Для меня это — история. Для Акваланга — реальность. Знаменитый подводник умер, когда Акваланг ещё пешком под стол ходил. Но они как бы в одном мире. В одном море.

Улицу Строителей переименовали в улицу Маринеско в 90-м году, тогда же присвоили командиру подлодки звание Героя. При жизни ему ничего такого не присваивали за разгульное поведение. Но поведение кто теперь вспомнит? А вот С-13 осталась в истории, как и «атака века».

— Посмотрим «Подводную лодку»?

Кафешка аутентичная. Улица Маринеско, дом 1. Чёрно-белое фото командира подлодки на стене.

Морская черепаха, рыба-пила. При входе — якорь. Народ в кафе специфический: морские волки, прибрежные тюлени.

Акваланг показал мне залы и поведал, где и в каком напивался.

И о Маринке между делом вспомнил:

— Я смотрел на неё, маленькая такая, неприкаянная ходит у витрин, смотрит на них — одинокая...

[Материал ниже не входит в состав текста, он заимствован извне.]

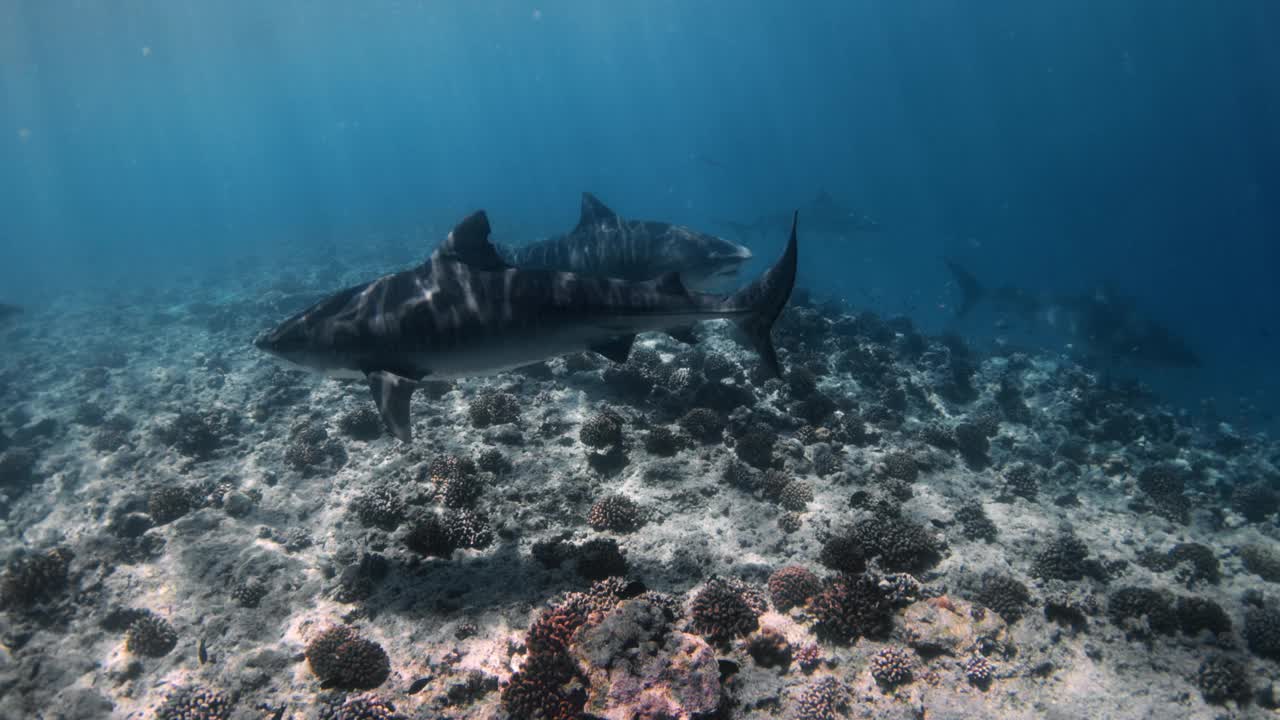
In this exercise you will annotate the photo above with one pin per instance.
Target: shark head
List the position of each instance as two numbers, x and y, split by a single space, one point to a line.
704 261
311 340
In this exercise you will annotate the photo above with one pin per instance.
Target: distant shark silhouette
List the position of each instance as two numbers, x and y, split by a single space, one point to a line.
465 311
824 215
603 244
1111 326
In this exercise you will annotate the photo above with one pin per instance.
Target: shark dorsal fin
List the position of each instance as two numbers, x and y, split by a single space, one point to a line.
469 244
594 213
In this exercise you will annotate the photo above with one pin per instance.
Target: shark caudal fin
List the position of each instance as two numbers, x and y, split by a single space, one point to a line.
764 299
970 290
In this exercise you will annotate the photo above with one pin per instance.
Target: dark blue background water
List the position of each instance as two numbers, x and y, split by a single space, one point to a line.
1057 145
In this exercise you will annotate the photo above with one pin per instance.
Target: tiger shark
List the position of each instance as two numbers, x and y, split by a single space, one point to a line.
466 311
824 215
603 244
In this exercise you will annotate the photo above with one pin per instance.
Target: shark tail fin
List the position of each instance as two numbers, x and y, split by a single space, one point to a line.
970 290
764 300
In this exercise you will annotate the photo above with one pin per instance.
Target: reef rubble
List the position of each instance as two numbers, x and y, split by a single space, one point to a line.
901 525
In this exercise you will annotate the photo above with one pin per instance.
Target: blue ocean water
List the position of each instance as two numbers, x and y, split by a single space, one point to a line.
1059 146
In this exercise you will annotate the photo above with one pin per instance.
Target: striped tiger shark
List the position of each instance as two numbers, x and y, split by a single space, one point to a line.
466 311
604 244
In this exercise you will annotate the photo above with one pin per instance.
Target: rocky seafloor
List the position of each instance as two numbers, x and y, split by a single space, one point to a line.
900 527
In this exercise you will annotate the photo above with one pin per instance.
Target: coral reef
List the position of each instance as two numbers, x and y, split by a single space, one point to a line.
195 703
849 607
792 586
891 666
616 513
723 610
1220 679
150 636
826 698
494 409
35 578
342 657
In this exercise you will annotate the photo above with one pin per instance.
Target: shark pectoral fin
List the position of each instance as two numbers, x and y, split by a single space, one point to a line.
615 349
392 395
684 335
762 301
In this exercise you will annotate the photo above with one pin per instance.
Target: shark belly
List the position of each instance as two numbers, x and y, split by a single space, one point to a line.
517 343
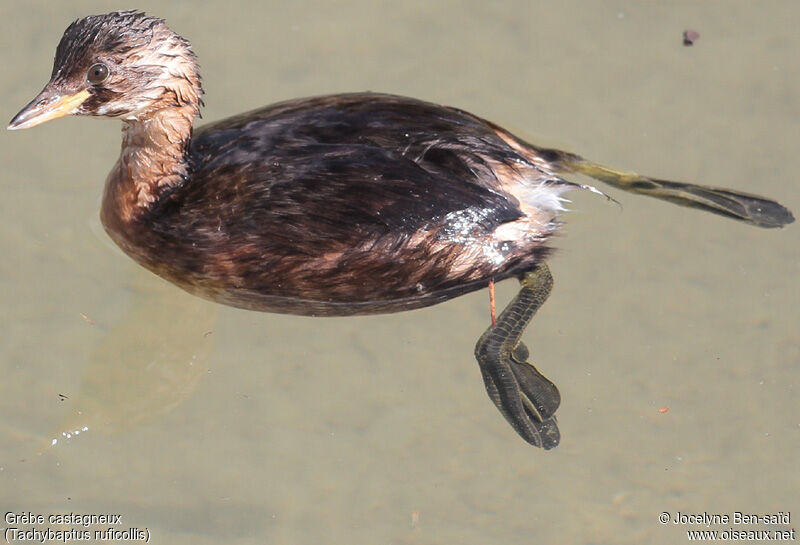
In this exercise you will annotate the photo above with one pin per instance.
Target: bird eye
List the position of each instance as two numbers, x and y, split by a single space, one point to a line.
97 73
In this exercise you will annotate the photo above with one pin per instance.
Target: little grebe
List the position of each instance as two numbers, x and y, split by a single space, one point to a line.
335 205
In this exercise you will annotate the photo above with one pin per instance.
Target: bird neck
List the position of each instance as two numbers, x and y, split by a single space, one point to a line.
152 163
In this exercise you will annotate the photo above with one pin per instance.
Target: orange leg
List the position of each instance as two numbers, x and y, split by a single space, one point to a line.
491 303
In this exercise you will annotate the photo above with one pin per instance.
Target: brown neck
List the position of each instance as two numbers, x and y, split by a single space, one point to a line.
153 161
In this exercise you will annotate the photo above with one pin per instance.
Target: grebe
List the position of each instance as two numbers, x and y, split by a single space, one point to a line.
335 205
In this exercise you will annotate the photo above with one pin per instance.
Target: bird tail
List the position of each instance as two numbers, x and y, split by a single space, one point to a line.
741 206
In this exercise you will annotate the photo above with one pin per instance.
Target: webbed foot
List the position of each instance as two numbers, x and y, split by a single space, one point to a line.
524 396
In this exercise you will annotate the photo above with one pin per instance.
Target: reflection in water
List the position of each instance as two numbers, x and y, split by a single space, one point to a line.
147 365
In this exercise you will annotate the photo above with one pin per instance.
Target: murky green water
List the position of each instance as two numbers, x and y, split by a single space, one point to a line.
213 425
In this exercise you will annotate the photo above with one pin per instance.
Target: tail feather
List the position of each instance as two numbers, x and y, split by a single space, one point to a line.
741 206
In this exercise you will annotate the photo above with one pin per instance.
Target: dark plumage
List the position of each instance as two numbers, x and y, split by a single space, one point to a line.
334 205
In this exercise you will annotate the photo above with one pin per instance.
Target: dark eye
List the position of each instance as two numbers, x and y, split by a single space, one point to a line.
97 73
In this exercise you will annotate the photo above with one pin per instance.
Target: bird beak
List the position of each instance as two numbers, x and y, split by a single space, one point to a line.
49 104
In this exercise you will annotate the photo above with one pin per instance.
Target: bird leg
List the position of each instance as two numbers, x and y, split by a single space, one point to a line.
523 395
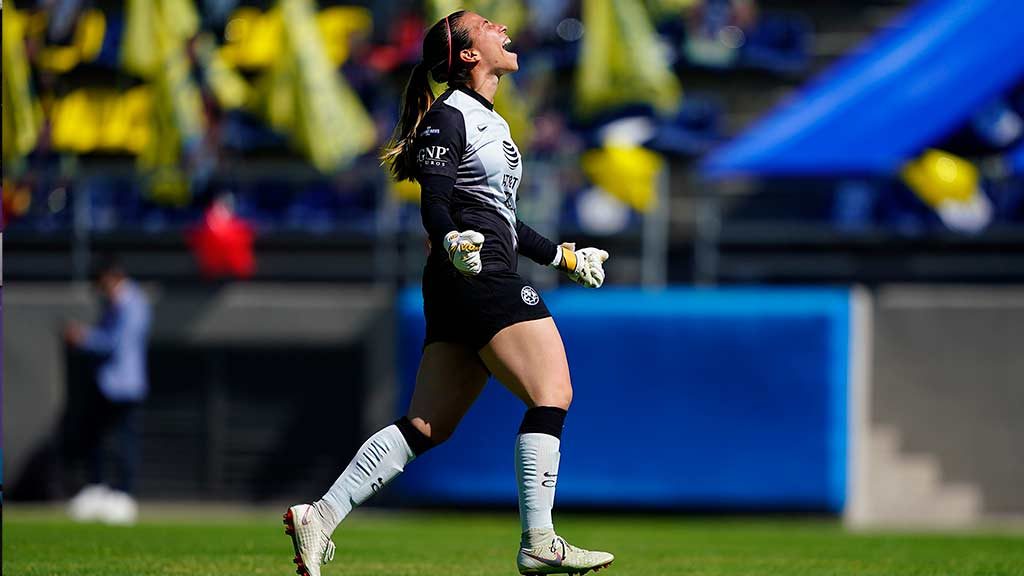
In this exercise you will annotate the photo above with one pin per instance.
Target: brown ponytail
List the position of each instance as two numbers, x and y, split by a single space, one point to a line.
438 52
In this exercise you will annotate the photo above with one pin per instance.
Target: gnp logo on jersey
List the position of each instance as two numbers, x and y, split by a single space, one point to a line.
432 156
511 154
529 295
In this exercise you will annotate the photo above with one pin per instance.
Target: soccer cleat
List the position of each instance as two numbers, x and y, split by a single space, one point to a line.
561 558
312 545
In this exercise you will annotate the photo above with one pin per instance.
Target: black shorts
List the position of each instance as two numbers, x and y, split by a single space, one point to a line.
470 310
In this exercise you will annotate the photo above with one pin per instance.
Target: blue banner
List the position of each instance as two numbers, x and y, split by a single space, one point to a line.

Он так нежно о ней. А она о нём спросит и молчит. Сообщения ему по десять раз в интернете исправляет, не подозревая, что все копии приходят к нему.

Акваланг сейчас в юности, в предчувствии любви. Поэтому так увлечённо треплется.

Я в противофазе — слушаю.

Одна и та же улица видится нам по-разному.

Мне вспоминается Москва, широкая, с такими же коренастыми «сталинками». И тоска от тех воспоминаний.

Аквалангу — видится юность в «Корабелке». Шалав весёлых вспоминает.

Попутно рассказывает, какая непростая жизнь была у Маринеско. С барышней замужней закрутил роман — только он с ней в кровать, как звонок, зовут к начальству, ну и моряк давай сразу штаны натягивать. А баба в жертву этой ночи принесла всё своё семейное благополучие, и статус, и покой, и просит  Маринеско, чтобы тот не уходил. Ну он мужик был справедливый: штаны спустил и с ней остался.

А ещё Акваланг расписывает, как кильватер за кораблём светится — до самого горизонта.  Будто мириады светлячков в нём поднимаются. И красные медузы.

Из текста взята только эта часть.